RLS decided to put off

After all, the table is bloated. I could not dispel the concern.

Migrating with the multi-schema method is a problem only at the time of deployment, and I feel that it is far better than daily performance.

There is almost no problem with the migration if the number of tenants is about several hundreds, so depending on the assumption of the number of tenants, it may be possible to use the multi-schema method at the startup stage. I thought.

Apartment has a function that can change the DB server depending on the tenant, etc., and this is more secure in terms of performance.

Other solutions

Citus https://www.citusdata.com/

An extension of PostgreSQL that makes multi-tenant feel nice.

It’s OSS, so you can install it on EC2, but you can’t use it on RDS…

From 2016, it seems that there was a service called Citus Cloud that provides managed services on AWS.

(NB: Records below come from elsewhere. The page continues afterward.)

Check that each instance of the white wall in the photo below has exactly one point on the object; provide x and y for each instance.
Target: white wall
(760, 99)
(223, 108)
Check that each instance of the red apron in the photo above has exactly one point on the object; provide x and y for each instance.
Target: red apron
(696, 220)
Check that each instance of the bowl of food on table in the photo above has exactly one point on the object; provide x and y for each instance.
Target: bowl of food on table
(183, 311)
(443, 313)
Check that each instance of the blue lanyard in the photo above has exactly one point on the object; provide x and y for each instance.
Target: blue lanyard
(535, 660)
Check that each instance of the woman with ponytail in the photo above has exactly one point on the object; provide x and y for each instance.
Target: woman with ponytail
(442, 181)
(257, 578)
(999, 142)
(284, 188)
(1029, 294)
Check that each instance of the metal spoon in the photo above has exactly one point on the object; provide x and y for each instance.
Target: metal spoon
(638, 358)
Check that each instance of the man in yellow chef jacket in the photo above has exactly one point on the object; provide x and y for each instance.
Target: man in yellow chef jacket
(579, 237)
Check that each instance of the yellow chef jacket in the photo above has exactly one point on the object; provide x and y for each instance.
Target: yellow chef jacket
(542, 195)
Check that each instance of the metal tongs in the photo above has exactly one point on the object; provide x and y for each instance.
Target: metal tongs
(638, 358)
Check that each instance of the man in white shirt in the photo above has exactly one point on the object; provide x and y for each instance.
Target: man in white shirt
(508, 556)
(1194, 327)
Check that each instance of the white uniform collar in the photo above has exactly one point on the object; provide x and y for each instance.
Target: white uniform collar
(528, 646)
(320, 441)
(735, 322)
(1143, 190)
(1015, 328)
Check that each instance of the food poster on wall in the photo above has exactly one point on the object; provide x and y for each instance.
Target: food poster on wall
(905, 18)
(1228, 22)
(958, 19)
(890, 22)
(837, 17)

However, Microsoft acquired Citus in 2019. Citus Cloud is over. It seems that it can be used on Azure instead. Ah”~

AWS is a must, so it’s tough…

Apartment development is stagnant

Okay, I’ll be going to Apartment again! So I tried to use it in a new project (Rails 6), but it didn’t work and that was it.I think it’s a major gem, but it’s still not compatible with Rails 6 at this point (July 2020).

There is an actively maintained Fork version, so it seems to be okay if you use this for the time being.